Valor: Parece que, agora, a própria noção de
humano deve ser repensada. Precisamos abdicar de nossa antiga visão a
respeito do homem porque, com o acelerado avanço técnico, ele já é
outro. Quem é esse novo homem que acaba de nascer? Ainda haveria uma
"alma" (um "sujeito") dentro dele?
Maffesoli: Creio que devemos evitar o falso debate
entre o racional e o irracional. Inspiro-me na posição de Max Weber,
segundo a qual o não racional é não irracional, mas tem racionalidade
própria. Recordo, ainda, uma ideia do economista italiano V. Pareto,
segundo a qual o não lógico não é igual ao ilógico, mas tem lógica
própria. É, além disso, a lição que podemos guardar de um antropólogo
muito conhecido no Brasil, meu mestre e amigo Gilbert Durand, que tem
sempre insistido no fato de que o imaginário não se opõe à razão. Uma
das características mais importantes do pós-modernismo é a ligação entre
razão e sentido. Retornamos, assim, a uma concepção do mundo mais
"holística", na qual existe uma interação entre o material e o
espiritual. Chamo tal sinergia de "ecosofia". Ela nos obriga a
ultrapassar a noção de sujeito para considerar a de comunidade. E nos
força, ainda, a alargar nossa visão do humano. Podemos, hoje, falar de
um "humanismo integral", isto é, de um humanismo que integra os diversos
elementos de sentido que, até agora, eliminamos.

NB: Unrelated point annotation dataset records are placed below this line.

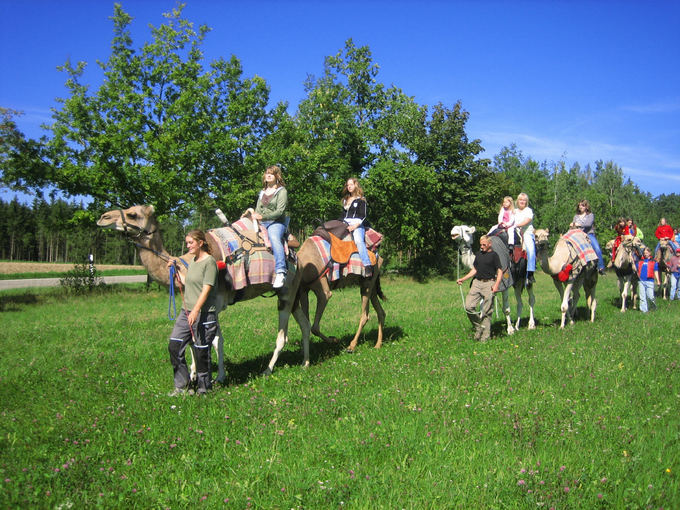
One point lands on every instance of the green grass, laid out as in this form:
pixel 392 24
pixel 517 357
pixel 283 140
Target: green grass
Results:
pixel 586 417
pixel 61 274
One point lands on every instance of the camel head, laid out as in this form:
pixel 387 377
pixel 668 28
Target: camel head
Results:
pixel 136 221
pixel 542 235
pixel 463 233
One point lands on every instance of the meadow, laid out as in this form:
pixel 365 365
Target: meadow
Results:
pixel 585 417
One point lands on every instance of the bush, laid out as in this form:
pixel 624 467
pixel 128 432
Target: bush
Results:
pixel 82 278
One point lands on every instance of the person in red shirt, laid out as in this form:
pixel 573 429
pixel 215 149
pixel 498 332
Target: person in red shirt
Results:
pixel 664 232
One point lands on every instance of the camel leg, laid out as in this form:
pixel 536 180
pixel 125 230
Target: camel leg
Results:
pixel 380 313
pixel 218 345
pixel 363 319
pixel 305 328
pixel 281 339
pixel 575 296
pixel 532 301
pixel 506 311
pixel 564 291
pixel 624 294
pixel 520 305
pixel 591 298
pixel 323 294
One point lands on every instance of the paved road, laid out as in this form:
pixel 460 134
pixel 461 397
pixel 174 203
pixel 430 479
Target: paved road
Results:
pixel 54 282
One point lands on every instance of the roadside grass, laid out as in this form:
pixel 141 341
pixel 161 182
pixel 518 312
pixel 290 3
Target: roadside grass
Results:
pixel 61 274
pixel 585 417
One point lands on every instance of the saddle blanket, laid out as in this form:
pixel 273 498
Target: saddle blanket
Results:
pixel 260 261
pixel 337 271
pixel 581 243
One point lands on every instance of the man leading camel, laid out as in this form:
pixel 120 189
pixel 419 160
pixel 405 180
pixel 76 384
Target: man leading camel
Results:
pixel 487 273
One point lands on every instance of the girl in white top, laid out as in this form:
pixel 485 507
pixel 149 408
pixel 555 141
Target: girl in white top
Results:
pixel 506 219
pixel 524 219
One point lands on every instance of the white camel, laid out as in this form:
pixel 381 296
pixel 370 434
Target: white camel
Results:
pixel 464 235
pixel 139 224
pixel 578 275
pixel 624 267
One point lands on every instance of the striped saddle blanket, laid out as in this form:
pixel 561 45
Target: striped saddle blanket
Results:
pixel 579 240
pixel 253 265
pixel 354 266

"Retornamos a uma concepção do mundo
mais
'holística', na qual existe interação
entre o material e o espiritual.
Chamo tal sinergia de ecosofia"
Valor: Que novas ideias a respeito da sociedade podemos vislumbrar? Que nova noção de "social" começa a nascer?

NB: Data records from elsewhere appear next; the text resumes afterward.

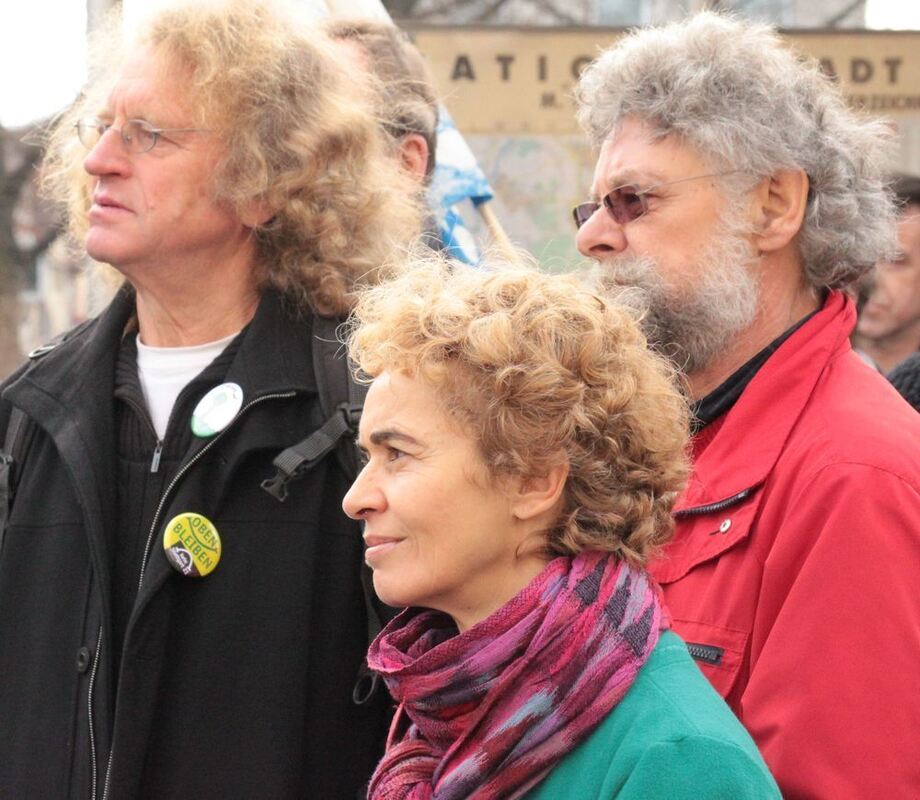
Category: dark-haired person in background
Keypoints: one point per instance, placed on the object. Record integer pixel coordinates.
(888, 330)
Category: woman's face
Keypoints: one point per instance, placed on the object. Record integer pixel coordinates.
(440, 533)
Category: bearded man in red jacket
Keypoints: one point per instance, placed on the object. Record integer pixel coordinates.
(738, 197)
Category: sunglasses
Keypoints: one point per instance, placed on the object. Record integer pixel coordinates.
(628, 202)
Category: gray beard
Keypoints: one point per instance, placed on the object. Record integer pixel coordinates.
(693, 327)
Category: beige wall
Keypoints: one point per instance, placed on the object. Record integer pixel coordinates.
(509, 93)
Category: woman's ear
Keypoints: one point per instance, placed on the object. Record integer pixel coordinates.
(779, 208)
(537, 495)
(256, 213)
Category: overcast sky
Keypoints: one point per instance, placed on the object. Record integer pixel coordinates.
(42, 51)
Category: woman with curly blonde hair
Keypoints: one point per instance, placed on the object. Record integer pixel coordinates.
(524, 448)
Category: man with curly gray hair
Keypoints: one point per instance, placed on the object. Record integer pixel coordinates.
(737, 197)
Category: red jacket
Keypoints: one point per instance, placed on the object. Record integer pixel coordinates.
(794, 573)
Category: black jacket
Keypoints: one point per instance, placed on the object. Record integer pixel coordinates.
(235, 685)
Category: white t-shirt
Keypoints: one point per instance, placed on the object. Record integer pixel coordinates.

Maffesoli: O que está em jogo não é simplesmente o
"social", mas o que eu chamo "o societal", pois remete a uma concepção
muito mais larga do humano. A sociedade de hoje nos força a repensar as
categorias que eliminamos a partir do cartesianismo do século XVII, da
filosofia das Luzes do século XVIII e dos sistemas sociais do século
XIX. Neles, o indivíduo era valorizado como uma entidade autossuficiente
e independente. Hoje, observamos o retorno de formas que imaginávamos
ultrapassadas, como o nomadismo, o tribalismo e o hedonismo. É o que
está em jogo no Facebook, no Myspace e nos blogs: uma nova inteligência
coletiva. Nesse sentido, podemos retomar a intuição profética de
Teilhard de Chardin, quando nos falou da "noosfera" [esfera do
pensamento ou do espírito]. A internet é certamente a noosfera
pós-moderna.
Valor: Você afirma que vivemos em um mundo
"reencantado", no qual a realidade (agora uma "super-realidade")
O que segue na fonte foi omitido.